High memory usage for file to file streaming - h5py and zarr
See original GitHub issueWhat happened:
Streaming dask arrays from disk back to disk appears to cause the entire array to be loaded into RAM. Same behaviour for both hdf5 files with h5py and zarr.
The test below creates a large random array, writes it to disk, then uses dask to reload the array and save in another file.

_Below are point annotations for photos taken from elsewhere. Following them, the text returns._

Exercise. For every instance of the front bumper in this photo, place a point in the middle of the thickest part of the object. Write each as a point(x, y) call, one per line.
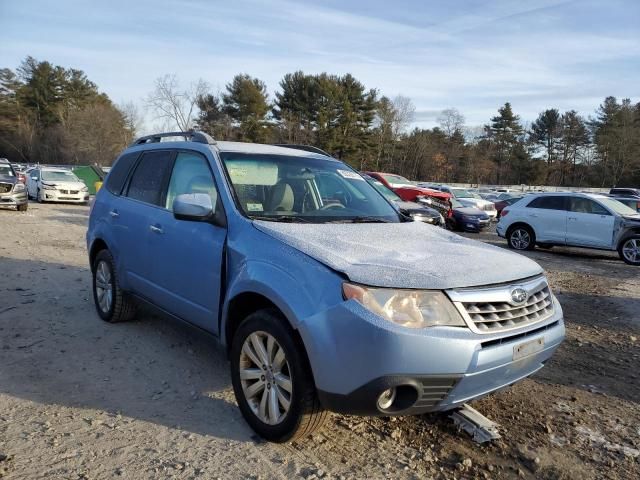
point(13, 199)
point(355, 356)
point(64, 196)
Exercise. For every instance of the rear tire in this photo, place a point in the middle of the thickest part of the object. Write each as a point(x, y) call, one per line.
point(629, 250)
point(521, 237)
point(263, 376)
point(112, 303)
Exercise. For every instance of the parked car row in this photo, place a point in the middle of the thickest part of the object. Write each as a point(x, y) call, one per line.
point(12, 190)
point(50, 184)
point(572, 219)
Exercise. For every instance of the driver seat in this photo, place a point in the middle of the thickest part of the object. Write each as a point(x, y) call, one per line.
point(281, 198)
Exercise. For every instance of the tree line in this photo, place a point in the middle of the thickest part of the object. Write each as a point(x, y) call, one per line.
point(51, 114)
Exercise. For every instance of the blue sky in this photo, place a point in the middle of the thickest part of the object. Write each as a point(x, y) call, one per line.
point(471, 55)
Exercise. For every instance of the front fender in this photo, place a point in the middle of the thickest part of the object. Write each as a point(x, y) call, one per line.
point(298, 293)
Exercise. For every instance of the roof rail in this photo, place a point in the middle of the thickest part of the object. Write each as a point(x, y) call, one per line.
point(306, 148)
point(192, 136)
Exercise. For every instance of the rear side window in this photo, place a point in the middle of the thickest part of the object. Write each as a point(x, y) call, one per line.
point(149, 180)
point(119, 172)
point(548, 203)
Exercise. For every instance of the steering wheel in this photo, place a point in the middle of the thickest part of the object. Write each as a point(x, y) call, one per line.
point(332, 205)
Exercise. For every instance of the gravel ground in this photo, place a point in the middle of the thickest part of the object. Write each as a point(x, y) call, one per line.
point(83, 399)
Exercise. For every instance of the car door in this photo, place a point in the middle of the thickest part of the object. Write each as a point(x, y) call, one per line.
point(548, 216)
point(589, 224)
point(187, 265)
point(134, 212)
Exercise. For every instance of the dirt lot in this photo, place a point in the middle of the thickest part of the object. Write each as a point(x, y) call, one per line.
point(80, 398)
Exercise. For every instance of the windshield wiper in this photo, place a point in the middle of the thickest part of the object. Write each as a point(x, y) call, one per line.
point(361, 219)
point(280, 218)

I observed the same problems when saving into the same hd5 file (test2a
).
The correct behaviour appears to be present for dask 2.28, where RAM usage is far lower, capped at a moderate number of chunks.
What you expected to happen:
RAM usage ought to be constrained to a small number of chunks - the behaviour seen in dask 2.28.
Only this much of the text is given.